Они представляют собой в физиологии Декарта общее и достаточно смутное понятие,
в котором недифференцированы еще кровообращение и протекание нервного возбуждения.
Но, во всяком случае, не подлежит никакому [184] сомнению, что под именем жизненных
духов Декарт разумел тончайший телесный механизм, вызываемый к действию теплотой
сердца, движущийся по чистым законам механики, которые тождественны законам природы;
механизм, который вместе с устройством наших органов определяет все действия
и функции, общие у человека и животных, точно так же, как движение часов производится
только силой их пружин и фигурой их колес.
Мы не станем приводить здесь подробно физиологическую концепцию Декарта. Она
действительно имеет не более чем исторический интерес. Для нас важнее общая структура,
общая идея построения того духовно-телесного механизма, которую Декарт кладет
в основу объяснения человеческих страстей. По правильному замечанию Сержи, физиологические
представления Декарта должны быть замещены новыми, его жизненные духи должны
уступить место двигательным нервам. Маленький единственный нервный центр Декарта
– шишковидная железа должна замениться неопределенно огромной иерархией многих
центров, для того чтобы увидеть, что в результате такого перевода на современный
физиологический язык учение Декарта остается той доктриной, которой мы живем
и поныне. Для того чтобы убедиться в том, достаточно вспомнить: основной пафос
всей аргументации Ланге заключается в разоблачении несостоятельности гипотезы
о психической природе эмоций, ненужности этой гипотезы и в доказательстве того
факта, что эмоции могут возникать чисто физическим путем, из одной только механики
расстройств нашего вазомоторного аппарата.
Утверждение Ланге о том, что вазомоторной системе мы обязаны всей эмоциональной
частью нашей психической жизни, нашими радостями и печалями, нашими счастливыми
и несчастливыми днями, в сущности есть перевод на современный психологический
язык формулы Декарта, гласящей, что страсти есть не что иное, как восприятия
души, которые вызываются, поддерживаются и усиливаются деятельностью жизненных
духов, т.е. легчайших и подвижнейших кровяных частиц. То же самое, как замечает
Сержи, относится всецело и к другому пункту этого учения. Декарт отличает страсти
от восприятий двух других родов постольку, поскольку мы относим их не к внешним
объектам и не к нашему телу, а исключительно только к нашей душе.

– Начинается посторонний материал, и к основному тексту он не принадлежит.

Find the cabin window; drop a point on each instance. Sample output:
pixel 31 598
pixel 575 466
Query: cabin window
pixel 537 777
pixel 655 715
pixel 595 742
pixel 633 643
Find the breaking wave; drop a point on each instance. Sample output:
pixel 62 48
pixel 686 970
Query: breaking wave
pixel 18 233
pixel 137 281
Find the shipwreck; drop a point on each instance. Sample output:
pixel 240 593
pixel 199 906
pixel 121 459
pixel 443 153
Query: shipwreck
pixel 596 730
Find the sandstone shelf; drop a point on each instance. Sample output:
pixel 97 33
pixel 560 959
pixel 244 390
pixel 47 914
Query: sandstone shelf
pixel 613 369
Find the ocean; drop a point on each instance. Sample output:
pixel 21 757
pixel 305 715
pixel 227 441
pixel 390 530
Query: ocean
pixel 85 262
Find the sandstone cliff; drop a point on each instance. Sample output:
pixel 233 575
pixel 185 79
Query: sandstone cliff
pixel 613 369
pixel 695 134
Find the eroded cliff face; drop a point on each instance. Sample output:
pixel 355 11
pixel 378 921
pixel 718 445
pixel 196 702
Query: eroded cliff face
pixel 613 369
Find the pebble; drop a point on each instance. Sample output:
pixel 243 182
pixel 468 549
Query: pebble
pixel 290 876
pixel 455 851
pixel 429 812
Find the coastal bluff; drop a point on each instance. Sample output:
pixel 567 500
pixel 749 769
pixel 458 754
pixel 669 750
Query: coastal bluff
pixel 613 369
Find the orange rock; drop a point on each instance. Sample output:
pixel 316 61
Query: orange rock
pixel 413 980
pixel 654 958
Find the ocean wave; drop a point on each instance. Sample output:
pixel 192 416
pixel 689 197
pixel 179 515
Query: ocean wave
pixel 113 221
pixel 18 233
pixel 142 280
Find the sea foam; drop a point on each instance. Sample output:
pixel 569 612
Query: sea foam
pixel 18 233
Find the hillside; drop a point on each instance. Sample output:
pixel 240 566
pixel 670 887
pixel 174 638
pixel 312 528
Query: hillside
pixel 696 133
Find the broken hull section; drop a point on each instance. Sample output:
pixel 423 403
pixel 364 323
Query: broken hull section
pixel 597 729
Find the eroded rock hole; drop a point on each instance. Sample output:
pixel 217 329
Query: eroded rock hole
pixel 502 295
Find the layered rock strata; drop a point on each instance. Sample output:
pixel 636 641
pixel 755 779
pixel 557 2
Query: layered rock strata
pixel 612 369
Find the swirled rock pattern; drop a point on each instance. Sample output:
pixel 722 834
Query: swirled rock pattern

Это положение целиком совпадает с идеей, установившейся в современной психологии
и имеющей своим истоком теорию Джемса – Ланге. Ланге цитирует тезис Барда о том,
что аффективные явления являются чисто субъективными и никак не могут быть использованы
для познания внешней действительности, что они всегда переживаются как актуальное
состояние нашего «я», а не как свойство определенных объектов.
С 1650 до 1923 г., когда были написаны эти слова, замечает Сержи,
«я» и чисто субъективные феномены заменили душу. В других отношениях разница
между старым и новым учениями [185] более значительна. Здесь она имеет чисто
вербальный характер, и мысль Декарта остается нашей мыслью.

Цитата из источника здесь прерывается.